Note: I have had two law-review articles rejected by the mainstream, student-edited law reviews, and I'm bitter. I think the reason my pieces were rejected was that they did not contain rambling text in the footnotes, they were relatively short, and they discussed things about which the students knew almost nothing.

Monday, November 06, 2006

Law reviews: student editors again

Most law review editors in the U.S. system do not know how to edit and, in many cases, do not fully understand what they are editing. Most U.S. law-review editors are second- and third-year law students. They are typically highly intelligent and highly driven. Serving on law review is a role that falls to the best students and, although very time-consuming, is usually accepted by them as a prestigious marker of achievement within law school. These editors usually edit the articles extensively seeking to improve their written expression, and they check each and every citation for substantive and formal accuracy. Each function is of questionable importance and is questionably performed.

--Anonymous law professor

How professional writers should behave

In a recent post on The (New) Legal Writer, Raymond Ward discussed his research into the word sandbagging. After receiving criticism for using the word in a brief--his critics said the word was too colloquial--he did what serious professional writers should do, but what far too many lawyers wouldn't: He looked it up.

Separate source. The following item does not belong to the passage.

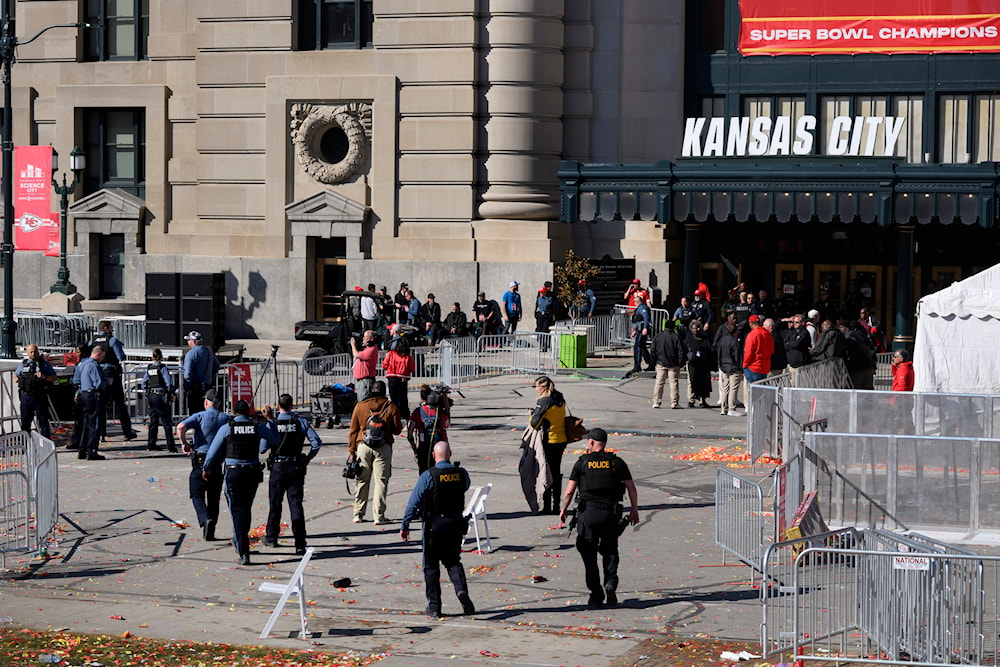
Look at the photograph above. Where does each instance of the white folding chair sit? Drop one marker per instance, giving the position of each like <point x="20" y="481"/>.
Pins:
<point x="476" y="510"/>
<point x="295" y="586"/>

He consulted the Oxford English Dictionary, Black's Law Dictionary, and even U.S Supreme Court opinions. What he found was that sandbagging has a special meanning in law; it is recognized by judges and used in many court documents--including judicial opinions.

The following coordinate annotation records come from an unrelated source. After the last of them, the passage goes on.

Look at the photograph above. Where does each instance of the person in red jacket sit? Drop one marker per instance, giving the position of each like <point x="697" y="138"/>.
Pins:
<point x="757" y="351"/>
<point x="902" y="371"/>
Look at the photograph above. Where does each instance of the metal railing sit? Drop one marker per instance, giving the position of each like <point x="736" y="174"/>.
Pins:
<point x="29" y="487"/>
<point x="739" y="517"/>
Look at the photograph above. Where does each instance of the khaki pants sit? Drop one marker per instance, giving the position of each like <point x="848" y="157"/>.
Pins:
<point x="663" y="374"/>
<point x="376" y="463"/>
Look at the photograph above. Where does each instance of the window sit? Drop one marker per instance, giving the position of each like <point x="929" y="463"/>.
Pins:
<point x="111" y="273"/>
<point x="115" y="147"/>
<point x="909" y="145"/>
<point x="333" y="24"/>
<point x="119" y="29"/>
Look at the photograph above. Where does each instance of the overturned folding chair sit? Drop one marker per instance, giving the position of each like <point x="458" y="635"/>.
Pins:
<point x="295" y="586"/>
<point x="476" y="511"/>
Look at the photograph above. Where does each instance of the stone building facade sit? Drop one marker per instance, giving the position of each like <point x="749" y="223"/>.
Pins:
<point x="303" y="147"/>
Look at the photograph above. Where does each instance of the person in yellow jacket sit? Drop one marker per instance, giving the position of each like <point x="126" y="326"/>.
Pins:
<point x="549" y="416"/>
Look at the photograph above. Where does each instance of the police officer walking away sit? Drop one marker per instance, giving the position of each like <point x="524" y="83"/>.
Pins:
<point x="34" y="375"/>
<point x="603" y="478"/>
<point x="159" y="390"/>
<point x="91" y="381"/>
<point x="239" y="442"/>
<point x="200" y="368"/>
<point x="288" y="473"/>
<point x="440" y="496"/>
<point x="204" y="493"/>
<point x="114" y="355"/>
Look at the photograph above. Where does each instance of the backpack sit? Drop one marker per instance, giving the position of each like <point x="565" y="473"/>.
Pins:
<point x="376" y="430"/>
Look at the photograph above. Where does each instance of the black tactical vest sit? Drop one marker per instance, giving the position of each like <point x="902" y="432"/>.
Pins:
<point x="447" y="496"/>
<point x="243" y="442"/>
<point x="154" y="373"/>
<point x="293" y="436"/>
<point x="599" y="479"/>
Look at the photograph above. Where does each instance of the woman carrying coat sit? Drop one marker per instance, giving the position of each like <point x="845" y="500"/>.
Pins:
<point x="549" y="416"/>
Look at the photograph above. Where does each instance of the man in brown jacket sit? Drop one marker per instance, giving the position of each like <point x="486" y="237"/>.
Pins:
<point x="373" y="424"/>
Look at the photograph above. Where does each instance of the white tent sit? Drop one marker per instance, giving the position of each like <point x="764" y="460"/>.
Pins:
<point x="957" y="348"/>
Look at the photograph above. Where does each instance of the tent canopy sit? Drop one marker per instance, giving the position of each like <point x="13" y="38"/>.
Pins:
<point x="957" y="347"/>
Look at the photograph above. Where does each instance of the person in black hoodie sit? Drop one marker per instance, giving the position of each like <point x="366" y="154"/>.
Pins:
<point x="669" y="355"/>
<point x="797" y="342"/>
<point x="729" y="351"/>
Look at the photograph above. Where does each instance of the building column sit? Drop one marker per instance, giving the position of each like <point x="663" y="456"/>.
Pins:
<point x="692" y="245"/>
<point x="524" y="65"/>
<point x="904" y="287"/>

I say if more lawyers behaved this way as to all their written work, the profession as a whole would have a much better reputation for writing.

Read his post here.

Friday, November 03, 2006

Writing poorly: judge requires a make-up assignment

As a writing teacher, I have to enjoy one judge's creative sanction in a federal case from Iowa. The lawyer had submitted objections to discovery that were "boilerplate, obstructionist, frivolous, overbroad" and generally contrary to law. But as a sanction, the judge required not the payment of money but the writing of a paper. The lawyer was ordered to "write an article explaining why it is improper to assert the objections that he asserted in this case" and submit it for publication to two bar journals. St. Paul Reinsurance Co. Ltd. v. Commercial Fin. Corp., 198 F.R.D. 508, 511 (N.D. Iowa 2000).

Thursday, November 02, 2006

Writing poorly: a judge takes drastic action

One lawyer's trial brief was so poorly written that it prompted a judge to call it extremely sloppy, intentionally misleading, and "dead wrong." The judge ordered the lawyer to show cause why sanctions should not be applied under Rule 11. But worst of all, and certainly causing what I call "a long walk back to the office," the judge also ordered the lawyer to bring a supervisor to court "to discuss the overall poor quality of [the] brief in terms of content, organization, and issues not included that should have been." Hernandez v. N.Y. City Law Dept. Corp. Counsel, 1997 WL 27047 *14 n.11 (S.D.N.Y. 1997).

Wednesday, November 01, 2006

Law practice: are lawyers good writers?

When I was a full-time practicing lawyer, I thought I was a good writer. I believed I was above average within the profession. Now I see that I was quite mediocre, that I was poorly educated about the standards of high-level professional writing, and that I was ignorant of my own limitations.

Was I unique?

Many practicing lawyers today believe themselves to be good writers, above average within the profession. Are they? Or are they as I was--ignorant and uninformed?

I am not being smart here; I really want to know.